For active alerting, we can link Kapacitor to an InfluxDB install and proactively monitor Tor's state using that.
For example, if we want to alert when a node is approaching its accounting quota:
var message = '{{ .ID }}: remaining Tor quota on {{ index .Tags "host"}} is {{ .Level }}'
var name = 'Tor write quota'
var idVar = name
var details = message
var data = stream
|from()
.database('telegraf')
.retentionPolicy('autogen')
.measurement('tor')
.groupBy(['host'])
.where(lambda: isPresent("accounting_bytes_remaining_write"))
|eval(lambda: "accounting_bytes_remaining_write")
.as('value')
var trigger = data
|alert()
.crit(lambda: "value" < 104857600)
.message(message)
.id(idVar)
.idTag('alertID')
.levelTag('level')
.messageField('message')
.durationField('duration')
.details(details)
.stateChangesOnly()
.email()
This will send an email if the tor node's remaining write quota is less than 100MiB
We can alert on any metric written into the database, but we might also want to alert on a lack of metrics.

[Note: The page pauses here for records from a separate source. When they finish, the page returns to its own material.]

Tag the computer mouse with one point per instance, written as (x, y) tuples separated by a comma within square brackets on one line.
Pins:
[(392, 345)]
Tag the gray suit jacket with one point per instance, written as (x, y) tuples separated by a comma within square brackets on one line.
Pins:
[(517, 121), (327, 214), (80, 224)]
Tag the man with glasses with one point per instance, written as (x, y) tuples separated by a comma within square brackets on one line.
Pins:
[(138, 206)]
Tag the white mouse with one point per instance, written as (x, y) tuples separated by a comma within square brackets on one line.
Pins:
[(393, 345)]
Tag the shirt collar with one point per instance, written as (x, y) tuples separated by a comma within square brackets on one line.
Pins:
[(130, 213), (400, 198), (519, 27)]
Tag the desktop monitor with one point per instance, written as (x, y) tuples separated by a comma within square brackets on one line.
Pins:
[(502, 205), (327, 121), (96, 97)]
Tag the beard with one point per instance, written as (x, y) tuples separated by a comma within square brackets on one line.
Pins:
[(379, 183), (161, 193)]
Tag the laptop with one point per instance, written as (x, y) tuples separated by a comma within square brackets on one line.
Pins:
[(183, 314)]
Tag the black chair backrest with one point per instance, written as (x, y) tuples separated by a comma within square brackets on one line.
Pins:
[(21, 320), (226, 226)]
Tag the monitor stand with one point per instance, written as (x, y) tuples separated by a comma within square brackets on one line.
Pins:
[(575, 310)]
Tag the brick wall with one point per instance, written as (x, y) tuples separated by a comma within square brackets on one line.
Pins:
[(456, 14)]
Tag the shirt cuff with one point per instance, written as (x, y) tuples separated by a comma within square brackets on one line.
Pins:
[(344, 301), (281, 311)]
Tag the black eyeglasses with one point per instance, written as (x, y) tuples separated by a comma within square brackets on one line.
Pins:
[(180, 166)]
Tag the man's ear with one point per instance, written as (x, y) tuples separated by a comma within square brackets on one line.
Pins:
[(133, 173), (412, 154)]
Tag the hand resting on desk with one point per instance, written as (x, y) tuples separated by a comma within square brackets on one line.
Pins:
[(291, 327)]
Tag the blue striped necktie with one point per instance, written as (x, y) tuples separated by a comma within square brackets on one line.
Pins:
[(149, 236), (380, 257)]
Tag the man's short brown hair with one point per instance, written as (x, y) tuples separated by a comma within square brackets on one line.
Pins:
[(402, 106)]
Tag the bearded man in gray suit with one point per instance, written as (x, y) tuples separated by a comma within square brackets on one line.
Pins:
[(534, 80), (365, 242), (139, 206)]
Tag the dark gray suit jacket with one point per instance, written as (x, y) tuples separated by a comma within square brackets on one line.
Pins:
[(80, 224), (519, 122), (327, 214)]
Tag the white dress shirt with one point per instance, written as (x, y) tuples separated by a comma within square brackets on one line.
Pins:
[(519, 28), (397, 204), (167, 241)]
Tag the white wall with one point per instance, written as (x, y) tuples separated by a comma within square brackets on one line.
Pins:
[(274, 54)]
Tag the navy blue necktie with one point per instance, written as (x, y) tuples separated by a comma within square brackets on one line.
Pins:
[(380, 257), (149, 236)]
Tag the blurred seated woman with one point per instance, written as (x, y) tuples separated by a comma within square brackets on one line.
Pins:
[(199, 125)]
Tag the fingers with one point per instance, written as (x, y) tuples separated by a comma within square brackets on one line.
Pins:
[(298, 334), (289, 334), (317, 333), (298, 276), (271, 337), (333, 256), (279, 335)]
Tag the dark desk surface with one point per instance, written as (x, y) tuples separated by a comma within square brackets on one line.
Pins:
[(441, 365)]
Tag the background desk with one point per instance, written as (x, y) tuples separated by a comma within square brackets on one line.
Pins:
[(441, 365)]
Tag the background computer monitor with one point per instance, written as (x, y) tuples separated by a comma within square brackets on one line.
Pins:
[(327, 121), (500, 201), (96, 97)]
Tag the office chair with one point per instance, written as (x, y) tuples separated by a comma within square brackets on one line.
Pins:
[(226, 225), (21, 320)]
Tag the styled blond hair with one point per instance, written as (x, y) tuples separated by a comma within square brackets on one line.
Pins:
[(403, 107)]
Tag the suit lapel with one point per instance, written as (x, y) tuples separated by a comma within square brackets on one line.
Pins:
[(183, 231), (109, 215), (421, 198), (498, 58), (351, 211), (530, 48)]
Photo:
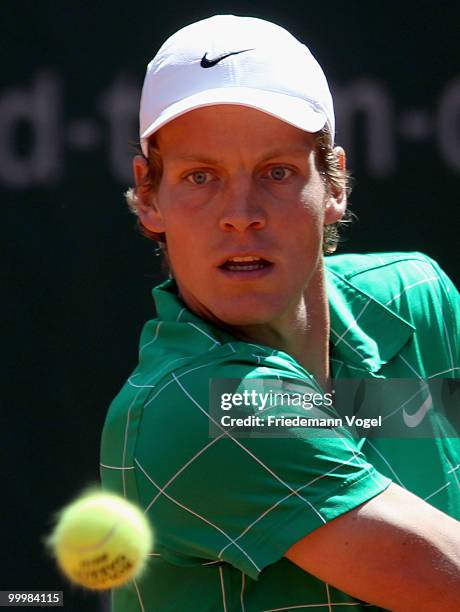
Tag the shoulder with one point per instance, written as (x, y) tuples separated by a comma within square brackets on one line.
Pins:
[(405, 282)]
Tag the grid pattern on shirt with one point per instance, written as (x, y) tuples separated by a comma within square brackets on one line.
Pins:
[(227, 509)]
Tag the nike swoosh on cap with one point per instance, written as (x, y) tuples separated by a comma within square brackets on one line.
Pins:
[(207, 63)]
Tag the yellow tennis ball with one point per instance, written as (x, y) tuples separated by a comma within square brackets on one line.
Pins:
[(101, 541)]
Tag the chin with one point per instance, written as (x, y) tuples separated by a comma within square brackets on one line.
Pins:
[(246, 314)]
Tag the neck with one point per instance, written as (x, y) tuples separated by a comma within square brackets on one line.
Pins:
[(303, 332)]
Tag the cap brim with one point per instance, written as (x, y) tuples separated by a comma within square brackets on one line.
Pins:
[(295, 111)]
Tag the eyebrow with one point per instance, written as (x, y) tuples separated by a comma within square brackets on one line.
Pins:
[(280, 152)]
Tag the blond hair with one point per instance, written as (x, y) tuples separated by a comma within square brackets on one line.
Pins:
[(328, 164)]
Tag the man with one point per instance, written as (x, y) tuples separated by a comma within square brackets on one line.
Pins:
[(240, 183)]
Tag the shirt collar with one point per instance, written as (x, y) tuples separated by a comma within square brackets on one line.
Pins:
[(364, 332)]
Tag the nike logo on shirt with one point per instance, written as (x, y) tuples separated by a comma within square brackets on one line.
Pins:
[(207, 63)]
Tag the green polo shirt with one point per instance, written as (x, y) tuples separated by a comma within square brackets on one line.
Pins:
[(225, 509)]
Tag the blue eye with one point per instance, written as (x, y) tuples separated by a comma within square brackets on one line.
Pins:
[(279, 173), (198, 178)]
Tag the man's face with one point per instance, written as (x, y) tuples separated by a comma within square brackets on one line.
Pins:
[(243, 206)]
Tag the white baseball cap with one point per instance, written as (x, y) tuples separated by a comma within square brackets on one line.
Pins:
[(227, 59)]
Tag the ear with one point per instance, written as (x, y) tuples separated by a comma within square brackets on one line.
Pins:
[(147, 206), (336, 202)]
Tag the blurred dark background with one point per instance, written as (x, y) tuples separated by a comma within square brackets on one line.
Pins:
[(78, 276)]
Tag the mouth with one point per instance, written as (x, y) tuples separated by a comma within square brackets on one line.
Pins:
[(246, 265)]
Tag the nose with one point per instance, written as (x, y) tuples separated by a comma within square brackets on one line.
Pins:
[(242, 208)]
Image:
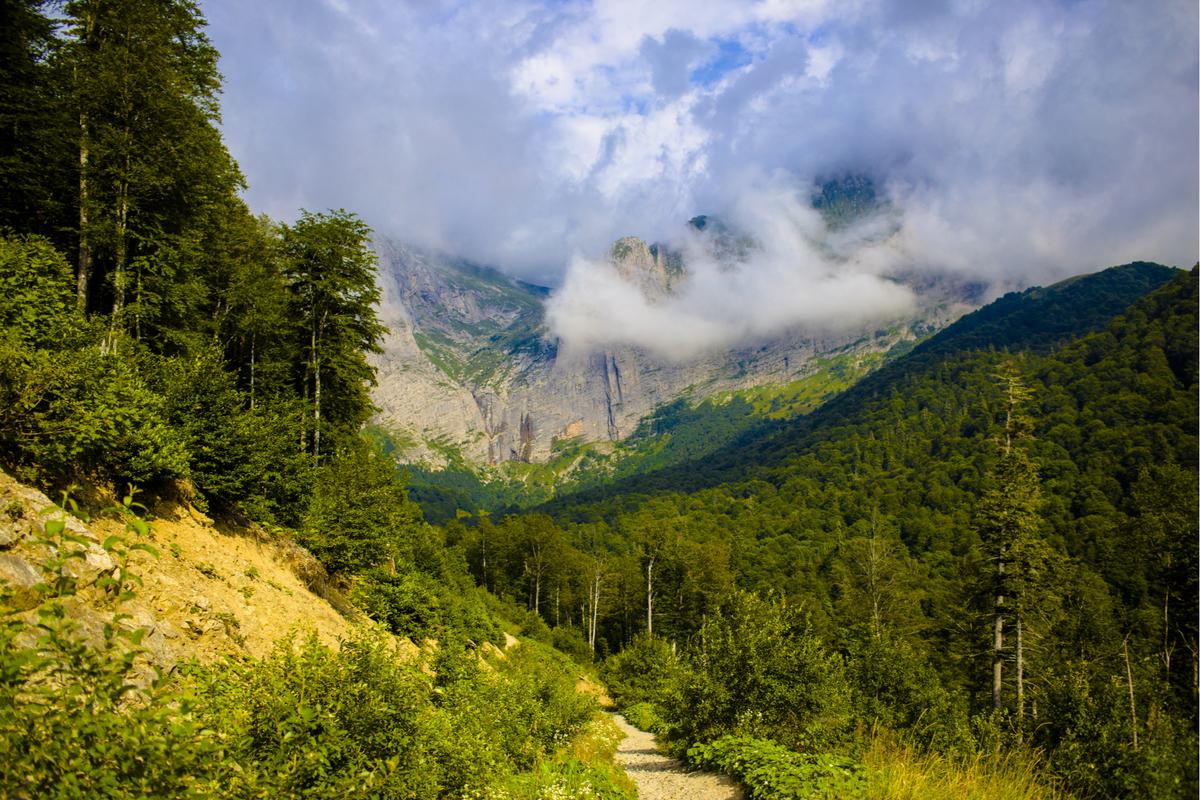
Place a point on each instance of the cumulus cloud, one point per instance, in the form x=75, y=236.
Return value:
x=1018, y=140
x=792, y=276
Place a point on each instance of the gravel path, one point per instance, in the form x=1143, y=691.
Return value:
x=660, y=777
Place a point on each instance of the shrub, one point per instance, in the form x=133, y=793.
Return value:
x=774, y=773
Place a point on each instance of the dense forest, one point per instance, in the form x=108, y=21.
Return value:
x=975, y=547
x=978, y=561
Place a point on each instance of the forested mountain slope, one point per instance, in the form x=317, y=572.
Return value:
x=1037, y=319
x=877, y=517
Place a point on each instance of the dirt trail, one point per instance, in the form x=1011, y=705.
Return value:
x=660, y=777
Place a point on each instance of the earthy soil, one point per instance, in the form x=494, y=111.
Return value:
x=661, y=777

To do this, we create a deadman check:
var message = '{{ .ID }}: Tor daemon on {{index .Tags "host"}} is {{ .Level }}'
var details = message
var name = 'tor deadman'
var idVar = name + '-{{.Group}}'
var data = stream
|from()
.database('telegraf')
.retentionPolicy('autogen')
.measurement('tor')
.groupBy(['host'])
var trigger = data
|deadman(0.0, 30m)
.stateChangesOnly()
.message(message)
.id(idVar)
.idTag('alertID')
.levelTag('level')
.messageField('message')
.durationField('duration')
.details(details)
.email()
This will send an email alert if no tor metrics are received from the Tor node for 30 minutes.
Conclusion
The plugin is currently fairly simple: there are exit-specific stats that it doesn't currently collect (I need to set an exit up to check how best to collect them) and only one authentication mechanism is currently supported.
But, it allows collection of tor related statistics into a central location, enabling active notification of service interruptions as well as providing information which can be used for planning and scaling.